Toen ik zo'n drie jaar geleden film ging studeren, ben ik opnieuw zulke interviews beginnen af te nemen. Ik ontmoette mensen die boeiende verhalen te vertellen hadden en vroeg of ik hen mocht interviewen. Er was aanvankelijk geen thema, het ging heel breed. Ik wist alleen dat ik vrouwen wou interviewen. Ik had het idee dat daar mijn sterkte lag. Onder vrouwen wordt gemakkelijker gebabbeld. Er is een vertrouwensband die je met mannen niet meteen hebt. Ik heb een migratieachtergrond en kom uit een Arabische moslimgemeenschap. Bij ons delen vrouwen geheimen met elkaar en die worden niet met mannen gedeeld. Dat wordt niet echt gedaan. Ik merkte dat het met vrouwen ook gemakkelijker is om een diepgaander gesprek te voeren. Dus wanneer ik coole vrouwen ontmoette, haalde ik mijn telefoon boven.

 

Luisterde je achteraf naar de opnames? 

Ik deed aanvankelijk niets met de opnames. Ik hield ze gewoon bij. Gaandeweg ging de groep zich duidelijker afbakenen, met vooral vrouwen tussen de 20 en 30 jaar oud. Zij vormen mijn leefwereld. Ik ben er onderwerpen gaan uitpikken die ik zelf interessant vond. Opnieuw, die keuzes hebben ongetwijfeld te maken met wat ik toen meemaakte, met mijn eigen ervaringen. Ik zag die fragmenten als kleine schatten die ik altijd bij me had, zonder goed te weten wat ik ermee moest aanvangen. Verzamelen, verzamelen, verzamelen. Ik ging ervan uit dat het project zichzelf dan wel zou uitwijzen. Ik begon mijn vragen steeds preciezer af te bakenen. Mijn werk werd systematischer. Ik zocht bewust naar onderwerpen die het vaakst opdoken. Allemaal hadden ze het over opgroeien en loslaten, over de ervaringen van het vrouw-zijn.
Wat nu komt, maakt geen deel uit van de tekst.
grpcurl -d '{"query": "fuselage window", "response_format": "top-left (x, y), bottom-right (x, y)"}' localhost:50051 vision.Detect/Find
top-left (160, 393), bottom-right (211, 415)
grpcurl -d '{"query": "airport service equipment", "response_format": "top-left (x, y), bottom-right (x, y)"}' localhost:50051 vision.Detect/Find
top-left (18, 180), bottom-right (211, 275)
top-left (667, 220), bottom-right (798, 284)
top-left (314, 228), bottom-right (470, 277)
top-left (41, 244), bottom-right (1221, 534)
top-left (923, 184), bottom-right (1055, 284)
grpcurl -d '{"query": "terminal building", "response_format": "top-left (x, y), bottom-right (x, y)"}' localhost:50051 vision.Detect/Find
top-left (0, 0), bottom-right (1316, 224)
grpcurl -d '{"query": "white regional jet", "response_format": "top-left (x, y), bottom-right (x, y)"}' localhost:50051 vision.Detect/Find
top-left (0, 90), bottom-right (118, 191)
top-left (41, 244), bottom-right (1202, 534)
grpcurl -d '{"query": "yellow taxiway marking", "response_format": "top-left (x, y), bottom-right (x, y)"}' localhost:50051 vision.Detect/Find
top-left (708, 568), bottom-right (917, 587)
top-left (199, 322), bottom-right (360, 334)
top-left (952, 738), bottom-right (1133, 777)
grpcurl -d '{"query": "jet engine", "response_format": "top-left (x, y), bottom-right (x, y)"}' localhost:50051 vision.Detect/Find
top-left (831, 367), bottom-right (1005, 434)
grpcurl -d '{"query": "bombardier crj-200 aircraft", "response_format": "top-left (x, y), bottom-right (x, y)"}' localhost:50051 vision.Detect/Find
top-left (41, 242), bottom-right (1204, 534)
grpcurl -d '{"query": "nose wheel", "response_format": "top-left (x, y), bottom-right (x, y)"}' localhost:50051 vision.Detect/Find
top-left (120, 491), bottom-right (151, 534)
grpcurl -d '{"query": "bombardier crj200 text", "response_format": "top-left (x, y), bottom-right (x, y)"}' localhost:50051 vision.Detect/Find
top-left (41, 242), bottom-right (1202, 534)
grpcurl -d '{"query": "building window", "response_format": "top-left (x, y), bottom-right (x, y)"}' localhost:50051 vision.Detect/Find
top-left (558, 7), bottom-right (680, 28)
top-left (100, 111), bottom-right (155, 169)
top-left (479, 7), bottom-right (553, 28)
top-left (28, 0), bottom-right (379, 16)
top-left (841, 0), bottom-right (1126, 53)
Ik dacht helemaal niet aan het maken van een film. Het ging me echt om de lol. Ik genoot van gesprekken met bijzondere vrouwen die bijzondere verhalen vertelden. Ik maakte op den duur volledige portretten waarbij ik naar zo veel mogelijk details viste. Was het een regenachtige of een zonnige dag? Herinner je je geluiden? Ik maakte fiches en noteerde ook details over onze ontmoetingen: ze was zo gekleed en we babbelen over dat onderwerp.

 

Dus op een gegeven moment had je...

Vijftig fiches.

 

En had je je materiaal voor een film over de schoonheid van het vergankelijke? 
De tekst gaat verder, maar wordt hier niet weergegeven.